Aujourd’hui, certains reviennent au volant car les retards leur posent des problèmes professionnels. Nos opposants s’indignent que les trains soient pleins. C’est un bon signal. La réponse, c’est davantage de wagons et de voies, pas plus de routes.
Enfin, nous sommes parvenus – après deux ans de travail – à réduire de 75% à 90% le tarif des bénéficiaires de la carte illico solidaire (demandeurs d’emploi, bénéficiaires du RSA, adultes handicapés, demandeurs d’asiles, etc.). Il faut aujourd’hui réfléchir à la gratuité. C’est encore un gros mot pour certains élus, même dans notre famille politique. J’y suis favorable pour les plus défavorisés.
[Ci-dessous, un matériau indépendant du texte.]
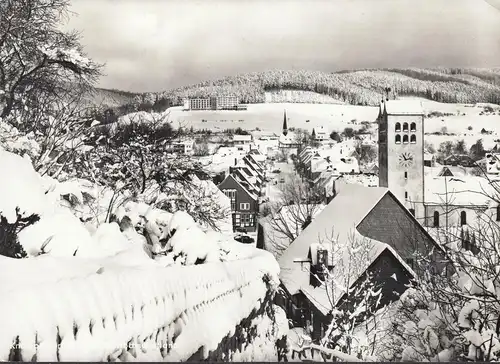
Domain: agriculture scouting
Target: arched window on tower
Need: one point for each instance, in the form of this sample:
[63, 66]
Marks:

Autre mesure votée lors de la dernière session plénière du conseil régional, l’aide de 25 millions d’euros accordée au projet Crolles 2017, porté par ST Microelectronics. Les écologistes ont voté contre alors que le secteur emploie 40.000 personnes en Isère. Pourquoi ?
L’aide publique doit être réservée aux secteurs qui peinent à être rentables, à développer des filières de proximité ou à créer des emplois. Ce n’est pas le cas des nanotechnologies. Cette subvention correspond à 3000 euros par mois et par emploi. Nous n’étions pas fondamentalement opposés à cette subvention mais nous réclamions des contreparties de la part des entreprises. La délibération tient sur trois pages et le bénéficiaire de cet argent n’est même pas clairement indiqué !
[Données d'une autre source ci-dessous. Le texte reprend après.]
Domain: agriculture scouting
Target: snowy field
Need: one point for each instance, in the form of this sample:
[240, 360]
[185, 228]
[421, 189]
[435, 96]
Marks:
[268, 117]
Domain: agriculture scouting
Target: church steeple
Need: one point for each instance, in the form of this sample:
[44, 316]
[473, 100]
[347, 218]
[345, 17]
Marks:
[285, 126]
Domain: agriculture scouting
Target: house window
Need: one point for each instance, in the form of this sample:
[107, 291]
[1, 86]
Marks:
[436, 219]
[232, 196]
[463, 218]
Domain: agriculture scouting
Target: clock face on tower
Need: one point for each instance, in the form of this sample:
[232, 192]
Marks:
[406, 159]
Nous souhaitions également interdire le versement de dividendes aux actionnaires, car si de l’argent public est versé, c’est pour développer la filière. De plus, le financement de la région représente seulement 1% du budget total. C’est de l’argent qui aurait pu être alloué à des projets plus durables.
L’écotaxe, le Lyon-Turin, Crolles 2017… Êtes-vous de ceux qui estiment qu’une sortie des écologistes du gouvernement doit être envisagée ?
C’est de l’intérieur que nous faisons changer les choses. Plutôt qu’une sortie du gouvernement, je souhaite que celui-ci devienne vraiment socialiste et applique une politique de gauche.
Il serait plus facile pour les écologistes d’être en dehors du gouvernement car notre électorat ne comprend pas toujours notre solidarité gouvernementale. Mais dans le même temps il est conscient que nous sommes inutiles à l’extérieur des majorités.
Cécile Duflot réalise un travail exceptionnel sur les loyers et a obtenu une belle victoire sur la loi Alur (ndlr : loi pour l’accès au logement et un urbanisme rénové). Ce que fait Pascal Canfin est encore moins visible et médiatique, mais est tout aussi remarquable. Vivement que François Hollande devienne un homme de gauche !
Propos recueillis par Victor Guilbert
Photos de Véronique Serre
L’entretien a été réalisé le jeudi 31 octobre au café « Les copains d’abord », 35 Rue Lesdiguières à Grenoble. Il n’a pas été soumis à relecture.
Extrait d’ouvrage choisi par Corinne Bernard- Consultez ici les autres entretiens politiques du Dimanche de Place Gre’net.« Petit cours d’autodéfense intellectuelle » de Normand Baillargeon :
« Ma deuxième préoccupation est politique et concerne l’accès des citoyens des démocraties à une compréhension du monde dans lequel nous vivons, à une information riche, sérieuse et plurielle qui leur permette de comprendre ce monde et d’agir sur lui. » La conviction qu’elle en tire Aujourd’hui tout est opaque. L’exercice de la démocratie est compliqué. Informer, être claire, simple et transparente. C’est comme cela que je perçois mon mandat politique. J’essaye d’accéder aux informations et de les comprendre pour les voter en connaissance de cause. Cet ouvrage permet d’éviter les poncifs de certains médias et de comprendre les conflits d’intérêts de certains d’entre eux. Il pose les questions essentielles à l’usage de la démocratie.